10 September 2020

New drugs implicated in risk of lupus

Lupus

A commonly prescribed anti-histamine and an anti-emetic have just been listed among those drugs that increase the risk of developing lupus erythematosus.

According to the case-controlled study just published in JAMA Dermatology, taking the antihistamine, fexofenadine hydrochloride  increased the risk of developing subacute cutaneous lupus erythematosus (CLA) five times over that of people not taking the medication. And the likelihood of developing systemic lupus erythematosus was increased more than 2.5 times.

The other drugs newly implicated in increasing the risk of lupus were metoclopramide hydrochloride, levothyroxine sodium and metronidazole.

Drug-induced lupus erythematosus is not a new concept. Apparently up to 30% of cases of subacute cutaneous lupus erythematosus are thought to be caused by drugs and up to 15% of SLE cases are believed to be drug-induced. However what has been less clear is which particular drugs are most to blame, in fact more than 100 drugs have been suspected at some stage.

“To our knowledge, no study has examined the association between drug use and a subsequent diagnosis of systemic lupus erythematosus or cutaneous lupus erythematosus based on a systematic screening process of the drugs in a large-scale setting,” the study authors said.

To investigate this the researchers identified and analysed all the incident cases of these two lupus diseases on the Danish National Patient Register over almost 20 years. They then compared these cases (3148 patients) with matched controls from the general population (31,480 people).

Interestingly the profile of the incident cases of both cutaneous lupus and systemic lupus on the patient register reflects current understanding of the disease – mainly that it predominantly affects women (CLE:79% women and SLE:83%) and usually starts in middle age – the median age at diagnosis was 50.5 years for CLE and 45 years for SLE.

They then worked backwards to find which drugs had been taken prior to the diagnosis. In particular they were looking at which drugs had been taken ‘long-term’ which they defined as a period of exposure in the time between three months and 12 months prior to diagnosis.

The researchers were careful to eliminate ‘protopathic bias’, meaning they were careful not to mistakenly implicate drugs that might have been prescribed to treat the symptoms of the yet-to-be diagnosed disease, for example NSAIDs. They also said that the association they found between both tumour necrosis factor(TNF) inhibitors and terbinafine with lupus, was already well-known, and therefore not particularly newsworthy.

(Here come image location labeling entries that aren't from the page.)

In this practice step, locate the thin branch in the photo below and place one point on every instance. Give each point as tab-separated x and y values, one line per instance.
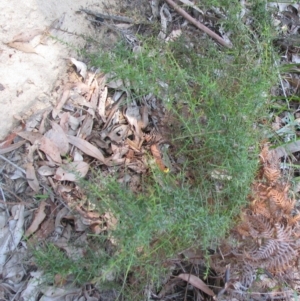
198	24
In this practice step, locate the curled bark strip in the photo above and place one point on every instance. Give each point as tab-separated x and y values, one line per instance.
198	24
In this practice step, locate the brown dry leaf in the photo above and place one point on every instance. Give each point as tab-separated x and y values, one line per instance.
30	136
102	102
87	148
59	138
72	171
158	159
64	121
196	282
116	84
31	177
61	102
46	171
39	217
287	149
24	47
27	36
11	147
8	140
118	133
86	127
80	67
134	118
49	148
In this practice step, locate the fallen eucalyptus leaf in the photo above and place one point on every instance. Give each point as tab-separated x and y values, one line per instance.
87	148
39	217
80	67
46	171
72	171
26	36
31	178
58	137
196	282
24	47
49	148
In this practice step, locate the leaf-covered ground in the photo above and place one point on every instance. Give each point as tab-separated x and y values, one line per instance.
103	194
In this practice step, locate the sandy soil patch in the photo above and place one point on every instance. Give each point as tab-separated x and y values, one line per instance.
27	79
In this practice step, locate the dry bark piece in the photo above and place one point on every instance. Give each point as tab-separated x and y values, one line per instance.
31	178
24	47
49	148
27	36
198	24
197	282
157	156
102	102
62	101
59	138
11	147
87	148
72	171
38	219
80	67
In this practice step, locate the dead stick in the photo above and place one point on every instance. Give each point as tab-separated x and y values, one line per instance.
198	24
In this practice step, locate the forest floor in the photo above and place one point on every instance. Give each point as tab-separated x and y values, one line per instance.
161	158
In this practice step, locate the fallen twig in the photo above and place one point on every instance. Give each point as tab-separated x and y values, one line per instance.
198	24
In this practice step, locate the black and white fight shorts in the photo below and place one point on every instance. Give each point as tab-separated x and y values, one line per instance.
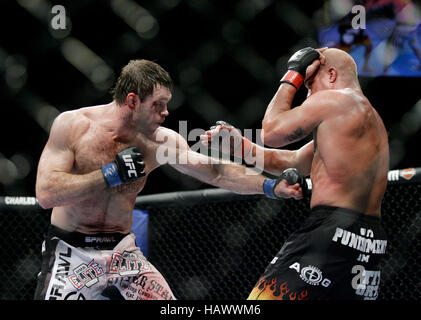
334	256
109	266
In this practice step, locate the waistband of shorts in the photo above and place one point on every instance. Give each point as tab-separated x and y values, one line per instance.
339	211
105	241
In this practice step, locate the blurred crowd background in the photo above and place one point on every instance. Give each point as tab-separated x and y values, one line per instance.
225	57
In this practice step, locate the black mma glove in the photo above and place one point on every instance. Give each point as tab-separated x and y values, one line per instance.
234	147
128	166
291	175
297	66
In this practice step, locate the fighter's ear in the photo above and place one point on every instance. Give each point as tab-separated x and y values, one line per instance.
132	100
333	74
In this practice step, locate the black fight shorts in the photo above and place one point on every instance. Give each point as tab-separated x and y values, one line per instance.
334	256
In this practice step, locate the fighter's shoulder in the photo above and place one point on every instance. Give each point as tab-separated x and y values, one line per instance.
71	118
69	124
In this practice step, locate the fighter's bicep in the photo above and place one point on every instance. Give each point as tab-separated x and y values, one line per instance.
58	154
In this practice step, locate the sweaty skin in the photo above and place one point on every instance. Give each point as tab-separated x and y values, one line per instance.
350	158
70	180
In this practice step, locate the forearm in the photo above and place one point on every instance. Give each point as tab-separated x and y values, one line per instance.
238	179
272	120
61	188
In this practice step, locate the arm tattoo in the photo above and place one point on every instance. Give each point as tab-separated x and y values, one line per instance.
298	133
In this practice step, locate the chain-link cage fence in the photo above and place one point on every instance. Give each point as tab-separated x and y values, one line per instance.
213	245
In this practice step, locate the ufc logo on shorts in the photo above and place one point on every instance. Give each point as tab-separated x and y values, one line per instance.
128	161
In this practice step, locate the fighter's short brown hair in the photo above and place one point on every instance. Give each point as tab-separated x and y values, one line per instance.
140	77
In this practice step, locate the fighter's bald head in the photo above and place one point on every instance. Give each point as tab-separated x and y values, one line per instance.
342	62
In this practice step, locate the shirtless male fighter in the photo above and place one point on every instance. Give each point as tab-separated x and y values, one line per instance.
336	254
91	170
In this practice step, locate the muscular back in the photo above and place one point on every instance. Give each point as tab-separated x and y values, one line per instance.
80	144
351	158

But having eliminated these obviously linked treatments from the equation, the significantly increased risk associated with the four common and quite different agents was worth noting.

“The potentially new, significant associations that we found were metoclopramide hydrochloride and levothyroxine sodium for SLE and metronidazole hydrochloride and fexofenadine hydrochloride for both CLE and SLE,” they said.

The one caveat they suggested related to thyroxine. The study authors took note of the fact that hypothyroidism had been reported in as many as 4% of patients with SLE, so the link might be more related to the disease than the drug.

Nonetheless the researchers were keen that clinicians keep these latest findings in mind when patients present with recent onset lupus symptoms.

“The list of drugs reported to induce [drug-induced lupus erythematosus] is constantly changing as new drugs arise. Therefore, it is important that physicians are updated on the changing drug list and remain aware of potential new drug associations.”